Clients still in the dark about RDR fees despite January 1 deadline passing

The costs of employment

Fee structures under the UK Retail Distribution Review (RDR) have still not been explained properly to clients, despite its becoming law on January 1, experts warn. Any institution offering financial advice is expected to have informed customers how fee structures are changing under RDR – namely that they will now have to pay for financial advice. But experts warn that only a minority of financial advisers have put out the relevant material.

"The Association of British Insurers and the Financial Services Authority have published RDR information but it seems only a small percentage of advisers have issued anything," explains Malcolm Kerr, a London-based executive director in Ernst & Young's financial services division. "Banks and other advisers must ensure they explain services and fees to potential and existing clients at the earliest opportunity using a ‘key facts' document or equivalent."

Under RDR, financial advisers have to charge clients for their advice. They can no longer work on commission payments from product providers.
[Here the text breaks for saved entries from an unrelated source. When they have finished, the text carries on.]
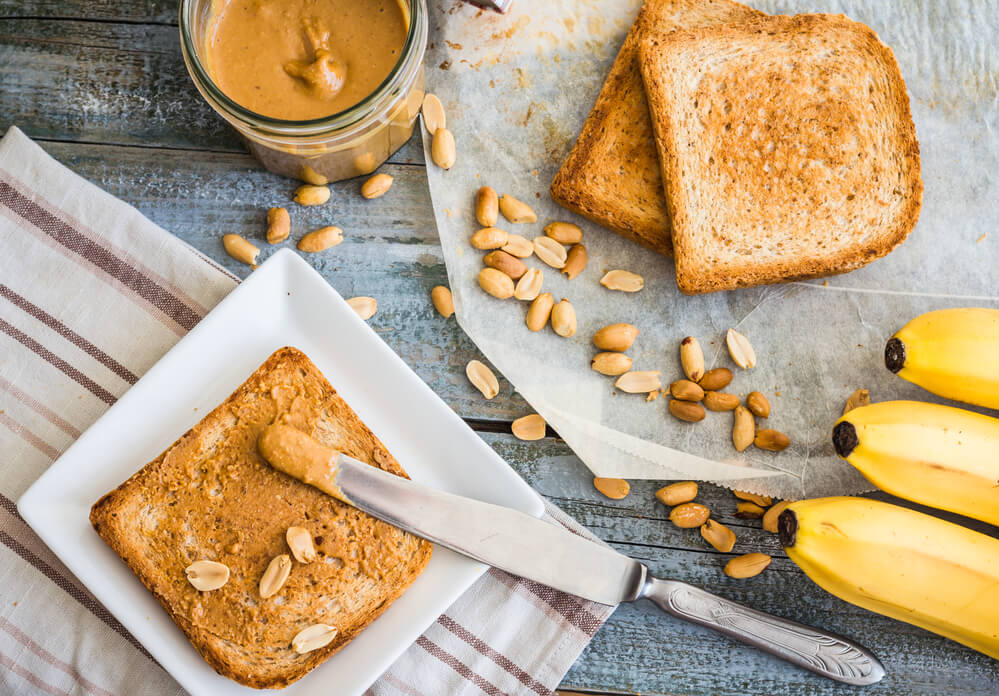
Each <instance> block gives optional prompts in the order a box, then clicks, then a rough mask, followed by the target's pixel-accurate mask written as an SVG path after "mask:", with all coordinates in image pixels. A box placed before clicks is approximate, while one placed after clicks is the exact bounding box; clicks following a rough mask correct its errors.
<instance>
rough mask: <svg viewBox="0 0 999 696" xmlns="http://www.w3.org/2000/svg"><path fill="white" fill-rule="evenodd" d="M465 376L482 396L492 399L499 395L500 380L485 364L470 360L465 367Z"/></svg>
mask: <svg viewBox="0 0 999 696" xmlns="http://www.w3.org/2000/svg"><path fill="white" fill-rule="evenodd" d="M465 376H466V377H468V381H469V382H471V383H472V386H473V387H475V388H476V389H478V390H479V391H480V392H482V396H484V397H486V398H487V399H492V398H493V397H494V396H496V395H497V394H499V380H497V379H496V375H494V374H493V371H492V370H490V369H489V368H488V367H487V366H486V365H485V364H484V363H482V362H480V361H478V360H470V361H469V363H468V364H467V365H466V366H465Z"/></svg>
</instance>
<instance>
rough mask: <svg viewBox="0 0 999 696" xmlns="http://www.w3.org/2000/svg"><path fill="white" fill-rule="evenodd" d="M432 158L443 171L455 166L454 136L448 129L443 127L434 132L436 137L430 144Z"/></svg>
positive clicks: (434, 134) (436, 164)
mask: <svg viewBox="0 0 999 696" xmlns="http://www.w3.org/2000/svg"><path fill="white" fill-rule="evenodd" d="M430 158H431V159H432V160H433V161H434V164H436V165H437V166H438V167H440V168H441V169H450V168H451V167H453V166H454V162H455V158H456V154H455V148H454V134H453V133H451V131H449V130H448V129H447V128H443V127H441V128H438V129H437V130H436V131H434V137H433V140H432V141H431V143H430Z"/></svg>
But Kerr argues that many advisers are still behind when it comes to developing such propositions, in spite of the January 1 deadline passing. "We suspect that maybe 50% of advisers have not developed and documented clear and compelling fee-based advice propositions," he says.

Steve Martin, a Leicester-based business analyst at software provider Dion Global, says that some sectors are better prepared than others. "While the independent financial advice community has been busy preparing for the rule changes for a number of years, other institutions are still working out exactly how they will be affected and what preparations need to be made."

He says that progress has been made but there is still work to do. One of the biggest communication challenges will be justifying new direct fees for services that previously appeared to be free to clients, he explains. This will be particularly challenging when it comes to renewals or repeat advice, he adds.

Kerr agrees that this will be a significant challenge for institutions. "In the short term, life will be confusing for consumers who will be asked to pay for something they thought was free," he says. "And it will be challenging for many advisers to sell advice rather than products."

He also warns that we can expect to see more redundancies in the advisory sector over the next 12 months as institutions face up to the impact of RDR. "RDR will create more transparency, which will put pressure on all the costs in the value chain. Institutions will continue to react to this by improving efficiency, so I think we can anticipate continuing redundancies across the piece," he says. "We see advisory staff numbers reducing in 2013 – primarily in intermediary firms rather than institutions."